‘Allah, onları zorluklarla halis kıldı’
İmam Ali (a.s), peygamberlerin sıfatı hakkında şöyle buyurmuştur: "Onlar, mustazaf bir topluluktu. Allah onları açlıkla denedi, meşakkatlere, korkulara uğratarak imtihan etti. Onları zorluklarla halis kıldı. Mal ve evlat sahibi olmayı, Allah'ın gazab veya rızasına ölçü saymayın. Zira bu kudret ve zenginliğin imtihan için verildiğini bilmemektendir”
13.07.2020 23:50:00





OKAN EGESEL
Resûlullah (s.a.a) şöyle buyurmuştur: "Sizlere cennet ehlinin padişahlarını haber vermeyeyim mi? Şüphesiz her zayıf mustazaftır."
Resûlullah (s.a.a) şöyle buyurmuştur: "Sizlere Allah'ın en kötü kullarını haber vermeyeyim mi? Onlar kaba ve kibirli kimselerdir. Hakeza sizlere Allah'ın en iyi kullarını haber vermeyeyim mi? Onlar zayıf ve mustazaf olanlardır."
İmam Ali (a.s), peygamberlerin sıfatı hakkında şöyle buyurmuştur: "Onlar, mustazaf bir topluluktu. Allah onları açlıkla denedi, meşakkatlere, korkulara uğratarak imtihan etti. Onları zorluklarla halis kıldı. Mal ve evlat sahibi olmayı, Allah'ın gazab veya rızasına ölçü saymayın. Zira bu kudret ve zenginliğin imtihan için verildiğini bilmemektendir.
Allah, 'Kendilerine mal ve oğullar vermekle onlara iyilik etmekte acele ettiğimizi mi sanıyorlar; hayır onlar şuurunda değiller' buyurmuştur. Allah, büyüklenen kullarını, onların gözlerinde zayıf olan dostlarıyla sınamaktadır."
İmam Ali (a.s), peygamberlerin sıfatı hakkında hakeza şöyle buyurmuştur: " Allah, elçilerini iradelerinde güç sahibi kıldı, görenlere karşı hallerini zayıf gösterdi. Gözleri, gönülleri dolduran bir kanaat, kulaklara ve gözlere eza olan bir yokluk verdi."
İmam Ali (a.s) şöyle buyurmuştur: "Eskiden bir kardeşim vardı… Görünüşte zayıf ve güçsüzdü. Ama ciddiyet zamanında kızgın bir arslan ve zehirli bir çöl yılanı kesilirdi."

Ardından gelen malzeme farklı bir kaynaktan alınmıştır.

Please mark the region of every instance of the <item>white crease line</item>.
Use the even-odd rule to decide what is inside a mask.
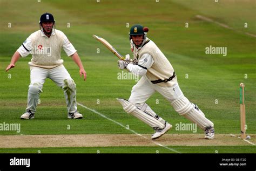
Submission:
[[[251,143],[252,145],[254,145],[254,146],[256,145],[255,143],[253,143],[252,142],[248,141],[247,140],[243,139],[243,140],[246,141],[247,142],[248,142],[249,143]]]
[[[248,35],[250,36],[252,36],[252,37],[256,37],[256,35],[253,35],[253,34],[252,34],[252,33],[248,33],[248,32],[243,32],[242,31],[239,31],[239,30],[234,30],[234,28],[230,27],[227,25],[226,25],[225,24],[223,24],[223,23],[220,23],[220,22],[217,22],[217,21],[214,21],[214,20],[213,20],[211,18],[207,18],[206,17],[204,17],[204,16],[198,15],[196,16],[196,17],[197,17],[197,18],[201,19],[202,19],[203,20],[205,20],[205,21],[215,23],[215,24],[218,24],[218,25],[220,25],[222,27],[224,27],[224,28],[226,28],[226,29],[234,30],[234,31],[238,32],[239,33],[244,33],[245,35]]]
[[[240,137],[240,136],[235,136],[235,135],[231,134],[230,134],[230,135],[231,135],[231,136],[232,136],[237,137],[237,138],[238,138],[239,139],[241,139],[241,137]],[[249,143],[252,145],[254,145],[254,146],[255,146],[255,145],[256,145],[255,143],[252,143],[252,142],[251,142],[251,141],[248,141],[248,140],[245,140],[245,139],[242,139],[242,140],[243,140],[244,141],[246,141],[247,142],[248,142],[248,143]]]
[[[122,127],[125,128],[126,129],[126,129],[126,127],[125,126],[124,126],[123,124],[120,124],[120,123],[119,123],[119,122],[117,122],[116,121],[115,121],[115,120],[113,120],[113,119],[110,119],[110,118],[109,118],[106,117],[106,116],[104,115],[104,114],[103,114],[99,113],[99,112],[98,112],[98,111],[96,111],[96,110],[95,110],[90,108],[89,108],[88,107],[86,107],[86,106],[84,106],[84,105],[83,105],[82,104],[79,104],[79,103],[77,103],[77,104],[78,104],[78,105],[79,105],[79,106],[82,106],[82,107],[83,107],[86,108],[86,110],[89,110],[89,111],[91,111],[91,112],[93,112],[93,113],[95,113],[98,114],[99,115],[100,115],[100,117],[103,117],[103,118],[104,118],[105,119],[107,119],[107,120],[110,120],[110,121],[112,121],[113,122],[114,122],[114,123],[115,123],[115,124],[117,124],[117,125],[118,125],[122,126]],[[146,139],[148,139],[147,138],[146,138],[146,136],[143,136],[143,135],[142,135],[142,134],[140,134],[136,132],[135,131],[134,131],[132,130],[132,129],[128,129],[128,130],[129,130],[130,131],[131,131],[131,132],[132,132],[133,133],[134,133],[134,134],[136,134],[136,135],[138,135],[138,136],[142,136],[142,137],[143,137],[143,138]],[[160,147],[164,147],[164,148],[166,148],[166,149],[169,149],[169,150],[170,150],[170,151],[173,151],[173,152],[175,152],[175,153],[180,153],[180,152],[178,152],[178,151],[176,151],[175,149],[172,149],[172,148],[169,148],[169,147],[166,147],[166,146],[164,146],[164,145],[161,145],[161,144],[160,144],[160,143],[158,143],[158,142],[155,142],[154,141],[153,141],[153,140],[151,140],[151,141],[152,142],[153,142],[154,143],[157,145],[158,146],[160,146]]]

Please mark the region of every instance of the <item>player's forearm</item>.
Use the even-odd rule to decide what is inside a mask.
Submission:
[[[84,69],[84,66],[83,66],[83,64],[82,63],[81,59],[80,59],[80,57],[79,57],[78,54],[77,54],[77,52],[73,54],[71,57],[73,60],[76,63],[76,64],[77,64],[77,66],[78,66],[80,69]]]
[[[15,64],[18,60],[19,60],[20,57],[21,55],[19,54],[19,52],[18,51],[16,51],[11,58],[11,60],[10,63],[10,64]]]
[[[146,69],[143,69],[141,66],[139,66],[137,65],[129,64],[128,65],[127,65],[126,69],[133,74],[140,76],[144,76],[147,73]]]

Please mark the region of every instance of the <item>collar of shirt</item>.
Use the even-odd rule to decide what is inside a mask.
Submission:
[[[51,31],[51,35],[55,35],[55,29],[52,29],[52,30]],[[48,37],[46,35],[45,35],[45,34],[44,33],[44,31],[43,31],[42,29],[41,29],[41,36],[46,36],[47,37]]]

Mustazafların toplumdaki rolü hakkında Resûlullah (s.a.a) şöyle buyurmuştur: "Beni zayıfların arasında arayınız. Zira sizler zayıf insanlar vesilesiyle rızık yiyor ve yardım görüyorsunuz."
Resûlullah (s.a.a) şöyle buyurmuştur: "Annen yasına otursun ey Ümmü Sa'd'ın oğlu! Sizler zayıflarınız dışında mı rızık yiyor ve yardım görüyorsunuz!"
Resûlullah (s.a.a) şöyle buyurmuştur: "Şüphesiz sizler zayıflarınız vesilesiyle yardım görüyorsunuz."
İmam Ali (a.s) şöyle buyurmuştur: "Gerçekte Allah bu ümmete; zayıflarının duası, namazı ve ihlası sebebiyle yardım etmektedir."
Ümeyye bin Halid, Peygamber (s.a.a) hakkında şöyle demiştir: "Peygamber (s.a.a) yalın ayak ve fakir Müslümanların yardımıyla fethediyor ve galip geliyordu." (el-Ucb, 2516. Bölüm).
Kur'an'da şöyle buyurulur: "Biz, memlekette güçsüz sayılanlara iyilikte bulunmak, onları önderler kılmak ve onları vâris yapmak istiyorduk."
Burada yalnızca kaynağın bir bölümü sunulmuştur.